A probate court is not bound by a prior agreement of the parties and may, in fact, when necessary alter and reduce a contingent fee agreement. In re Estate of York (Mar. 15, 1999), Warren App. Nos. CA98-07-076, CA98-07-082, unreported, at 13. However, after reviewing the record, we find that the court abused its discretion in denying the payment of any attorney fees. We agree with the probate court that it is incumbent upon appellant to show the reasonableness of its fees. This is especially true since as a result of appellant's failure to obtain the court's pre-approval of the fee agreement, the agreement is not binding on Casey. This is also true in light of appellant's failure to communicate with Casey and her mother while working on the settlement on behalf of Casey. On the other hand, a complete denial of attorney fees is unreasonable in light of the settlement secured by appellant for the benefit of Casey.

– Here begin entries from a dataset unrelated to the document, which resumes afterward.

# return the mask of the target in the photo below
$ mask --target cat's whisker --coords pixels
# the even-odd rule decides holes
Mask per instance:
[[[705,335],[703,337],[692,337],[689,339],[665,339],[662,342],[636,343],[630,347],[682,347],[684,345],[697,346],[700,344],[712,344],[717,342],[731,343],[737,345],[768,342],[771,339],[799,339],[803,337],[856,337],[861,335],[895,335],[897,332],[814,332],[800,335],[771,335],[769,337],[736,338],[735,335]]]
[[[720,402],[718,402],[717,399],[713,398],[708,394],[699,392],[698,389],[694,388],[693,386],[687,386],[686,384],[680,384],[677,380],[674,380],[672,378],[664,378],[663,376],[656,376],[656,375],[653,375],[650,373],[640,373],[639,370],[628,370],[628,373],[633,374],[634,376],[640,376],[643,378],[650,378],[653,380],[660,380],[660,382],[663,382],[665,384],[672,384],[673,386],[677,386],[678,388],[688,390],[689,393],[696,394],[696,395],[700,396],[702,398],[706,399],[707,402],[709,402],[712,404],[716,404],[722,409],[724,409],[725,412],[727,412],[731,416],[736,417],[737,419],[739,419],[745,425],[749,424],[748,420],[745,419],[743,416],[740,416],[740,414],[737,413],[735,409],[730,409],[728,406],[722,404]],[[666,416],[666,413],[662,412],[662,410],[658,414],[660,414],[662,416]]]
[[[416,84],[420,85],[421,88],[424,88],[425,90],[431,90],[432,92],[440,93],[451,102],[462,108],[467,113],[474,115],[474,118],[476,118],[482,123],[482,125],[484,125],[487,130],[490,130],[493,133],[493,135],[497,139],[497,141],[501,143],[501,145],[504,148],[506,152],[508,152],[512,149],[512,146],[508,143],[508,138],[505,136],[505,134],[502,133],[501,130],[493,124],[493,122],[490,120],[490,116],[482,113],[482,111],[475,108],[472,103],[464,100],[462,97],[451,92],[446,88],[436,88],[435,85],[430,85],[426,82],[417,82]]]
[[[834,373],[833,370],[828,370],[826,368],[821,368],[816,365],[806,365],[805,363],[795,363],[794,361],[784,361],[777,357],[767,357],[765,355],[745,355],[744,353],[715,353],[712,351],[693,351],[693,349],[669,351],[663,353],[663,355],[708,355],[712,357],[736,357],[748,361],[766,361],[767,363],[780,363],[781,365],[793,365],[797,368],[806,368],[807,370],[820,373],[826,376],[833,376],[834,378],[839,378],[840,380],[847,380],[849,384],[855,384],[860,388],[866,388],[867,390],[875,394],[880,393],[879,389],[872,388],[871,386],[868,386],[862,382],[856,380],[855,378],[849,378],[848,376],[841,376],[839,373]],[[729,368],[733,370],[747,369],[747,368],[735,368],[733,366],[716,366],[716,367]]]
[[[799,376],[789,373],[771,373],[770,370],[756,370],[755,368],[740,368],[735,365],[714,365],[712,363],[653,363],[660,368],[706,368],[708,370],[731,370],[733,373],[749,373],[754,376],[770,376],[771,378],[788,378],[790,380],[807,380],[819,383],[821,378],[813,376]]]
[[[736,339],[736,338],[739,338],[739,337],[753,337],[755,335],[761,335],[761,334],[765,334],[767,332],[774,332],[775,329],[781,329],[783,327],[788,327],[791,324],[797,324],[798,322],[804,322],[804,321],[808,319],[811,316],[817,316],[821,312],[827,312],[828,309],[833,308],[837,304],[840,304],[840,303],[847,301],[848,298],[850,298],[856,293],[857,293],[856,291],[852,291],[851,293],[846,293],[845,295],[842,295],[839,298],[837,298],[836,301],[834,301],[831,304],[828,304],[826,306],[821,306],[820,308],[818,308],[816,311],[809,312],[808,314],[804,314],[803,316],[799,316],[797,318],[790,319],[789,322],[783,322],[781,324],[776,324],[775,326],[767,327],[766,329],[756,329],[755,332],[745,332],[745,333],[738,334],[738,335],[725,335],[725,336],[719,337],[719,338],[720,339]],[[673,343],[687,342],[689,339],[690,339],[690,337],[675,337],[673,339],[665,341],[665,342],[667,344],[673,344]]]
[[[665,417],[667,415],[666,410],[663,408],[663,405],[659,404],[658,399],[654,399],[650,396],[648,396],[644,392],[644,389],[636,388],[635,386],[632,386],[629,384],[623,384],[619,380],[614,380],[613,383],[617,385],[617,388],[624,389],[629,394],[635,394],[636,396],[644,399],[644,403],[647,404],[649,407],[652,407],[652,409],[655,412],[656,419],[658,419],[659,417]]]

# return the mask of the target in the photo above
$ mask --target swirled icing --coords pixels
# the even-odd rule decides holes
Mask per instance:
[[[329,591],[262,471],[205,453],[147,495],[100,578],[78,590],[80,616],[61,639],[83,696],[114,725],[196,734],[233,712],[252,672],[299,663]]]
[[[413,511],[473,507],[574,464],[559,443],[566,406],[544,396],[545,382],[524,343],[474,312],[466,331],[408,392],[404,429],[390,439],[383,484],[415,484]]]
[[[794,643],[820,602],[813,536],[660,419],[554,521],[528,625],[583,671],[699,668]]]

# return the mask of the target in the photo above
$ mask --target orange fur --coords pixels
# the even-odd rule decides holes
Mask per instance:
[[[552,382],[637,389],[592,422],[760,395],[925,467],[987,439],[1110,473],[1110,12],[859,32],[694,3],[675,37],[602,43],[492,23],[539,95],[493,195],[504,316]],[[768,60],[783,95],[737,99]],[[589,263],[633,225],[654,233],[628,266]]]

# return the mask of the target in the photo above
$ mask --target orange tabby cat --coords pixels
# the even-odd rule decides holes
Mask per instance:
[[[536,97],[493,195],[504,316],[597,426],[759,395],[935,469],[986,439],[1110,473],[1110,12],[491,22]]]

We therefore reverse the probate court's decision and remand the case to the court for it to hold an evidentiary hearing as to the actual services performed by appellant and the reasonable value of those services. Appellant's sole assignment of error is accordingly well-taken and sustained.
Judgment reversed and remanded.
POWELL, P.J., and YOUNG, J., concur.
1 The amount of attorney fees and suit expenses were set off to Debra Stillwell for "loss of service of th[e] minor."
2 In a June 1998 letter to the insurance company offering to settle for $8,700, Casey's attorney stated that his attorney fees and suit expenses had been approved by the probate court at the May 11, 1998 hearing. As already noted, the probate court refused to approve the settlement at that hearing, which included the attorney fees and suit expenses.